Ostensibly a chamber piece
with most of the unacceptable behaviors crammed within the walls of the
parochial home, the film is a button pusher with Jerry Gardner as our
gatekeeper to Hell gradually finding more and more ways to creep under our
skin. Take for instance a scene where
the beleaguered preacher is trying to simply go to bed and the troublemaking
duo rouses him out of bed for some drinks which turns into a full-blown night
of debauchery. Watching this encounter,
we share with David in his feeling of being cornered with arms twisted into
sinning, a man of faith and character being unwillingly sullied by forces of
evil.
Visually speaking The Leech for being a
straight-to-video title from Arrow Video looks solid in 2.35:1 scope widescreen
by Blue Ruin camera operator Rommel Genciana and finds ways to make the
walls of the parochial home feel ever more imprisoning with time as these two
miscreants take over the poor preacher’s life.
Near the end the lighting gets a little funkier with the time-honored
blue-red lights crashing together ala Dario Argento or more recently Nicolas
Winding Refn. Where the film falters
some however is the score by Eric Romary.
Though able to establish a mood of unease, it always sounds like a casio
keyboard and a climactic locking of horns near the film’s end sounds like a
generic Hollywood action movie.
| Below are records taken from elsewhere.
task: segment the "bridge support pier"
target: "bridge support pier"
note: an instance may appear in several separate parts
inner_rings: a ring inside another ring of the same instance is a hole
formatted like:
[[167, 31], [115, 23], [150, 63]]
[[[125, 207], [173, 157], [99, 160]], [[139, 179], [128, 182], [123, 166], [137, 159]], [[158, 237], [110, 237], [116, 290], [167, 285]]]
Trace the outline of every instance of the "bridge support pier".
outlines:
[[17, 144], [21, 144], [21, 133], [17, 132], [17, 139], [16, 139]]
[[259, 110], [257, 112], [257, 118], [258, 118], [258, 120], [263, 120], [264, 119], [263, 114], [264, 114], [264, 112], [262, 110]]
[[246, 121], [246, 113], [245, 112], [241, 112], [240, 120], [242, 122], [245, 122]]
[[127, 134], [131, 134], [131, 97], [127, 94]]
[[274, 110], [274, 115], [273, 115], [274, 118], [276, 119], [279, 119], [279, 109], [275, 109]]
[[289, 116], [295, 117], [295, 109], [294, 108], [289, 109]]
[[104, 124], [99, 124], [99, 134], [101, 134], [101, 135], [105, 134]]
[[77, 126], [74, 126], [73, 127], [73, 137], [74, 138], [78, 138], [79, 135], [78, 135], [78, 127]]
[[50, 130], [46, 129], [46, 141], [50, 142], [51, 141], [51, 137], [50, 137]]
Not
terrible but definitely the film’s weakest element.
Given a festival release in 2022 before going to the Arrow
Player online and given a deluxe limited edition on blu-ray disc, Eric
Pennycoff’s The Leech intends on tossing the tables over and climbing
over the top with some sneaky The Exorcist references including a
flash-cut of Pazuzu but somehow never gets as nutty as it could have. While touching on unspeakable debaucheries including
but not limited to human ashes being used for, well, I’ll leave it at that, somehow
The Leech never fully explodes with insanity and feels made within the boilerplate
of an unwanted guest thriller. The
acting is generally good though it is more or less a minimally cast film that
could’ve also been a stage play at one point.
Overall it’s an entertaining, unrated holiday horror romp mixed with
pious madness and occasionally wild lunacy but it really could’ve been crazier.